Once tested, the agent is exposed to GitHub Copilot using MCP.

FastMCP server definition

mcp = FastMCP(name="etl_helpers")

@mcp.tool
async def order_consistency_agent(source_file: str, output_file: str, ctx: Context) -> str:
    return await run_order_agent(ctx, source_file, output_file)

if __name__ == "__main__":
    mcp.run()

VS Code setup

.vscode/mcp.json:

{
  "servers": {
    "etl-agents": {
      "command": "python",
      "args": ["${workspaceFolder}/mcp_server.py"],
      "env": {
        "PROJECT_ENDPOINT": "https://your-endpoint",
        "...": "..."
      },
      "workingDirectory": "${workspaceFolder}"
    }
  }
}

Now Copilot can detect and invoke the tool directly inside your editor:

GitHub Copilot calling the order_consistency_agent to reorder input and output CSVs, aligning them for accurate comparison while preserving data integrity


Teach Copilot When and How to Use the Tool

Just registering a tool isn’t enough. You need to provide guidance.

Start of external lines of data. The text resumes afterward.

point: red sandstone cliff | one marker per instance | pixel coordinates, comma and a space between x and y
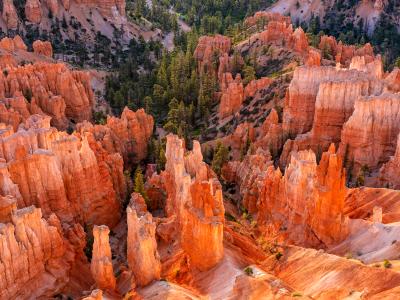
143, 257
52, 89
33, 261
101, 264
195, 202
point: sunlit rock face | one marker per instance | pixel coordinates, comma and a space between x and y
195, 201
101, 264
369, 137
143, 257
308, 201
33, 261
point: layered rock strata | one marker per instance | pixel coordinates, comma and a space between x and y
308, 201
101, 264
195, 202
61, 173
143, 257
369, 136
33, 260
52, 89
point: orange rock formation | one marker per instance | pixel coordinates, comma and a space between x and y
43, 48
101, 264
143, 257
52, 89
308, 200
195, 202
33, 261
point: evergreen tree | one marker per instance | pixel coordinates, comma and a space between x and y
221, 156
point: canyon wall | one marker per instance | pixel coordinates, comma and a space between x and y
195, 201
101, 264
143, 257
35, 10
44, 88
33, 260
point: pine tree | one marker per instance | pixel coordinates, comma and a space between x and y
172, 123
221, 156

.github/copilot-instructions.md:

# Copilot Instructions
Use the `order_consistency_agent` to align outputs generated from legacy and new logic.

.vscode/settings.json:

{
  "github.copilot.chat.codeGeneration.useInstructionFiles": true
}

This ensures Copilot knows when the tool is appropriate and how to invoke it correctly.


Key Takeaways

  • This isn’t about building massive agents. It’s about solving real developer friction with targeted, reusable tools.
  • Tools raise Copilot’s level of abstraction by letting it delegate certain tasks to other agents, while keeping its own context focused and uncluttered.
  • Instruction files provide Copilot with additional context and usage hints, turning your tools into true extensions of its capabilities.
  • The etl-migration-agent GitHub repository includes the full working sample. It also showcases advanced techniques like LLM-as-a-Judge, which runs multiple agent executions and picks the best result for consistency and accuracy.

This approach applies beyond ETL modernization: anywhere repeatable developer tasks exist, you can build and expose tools to streamline them, while keeping Copilot in the loop.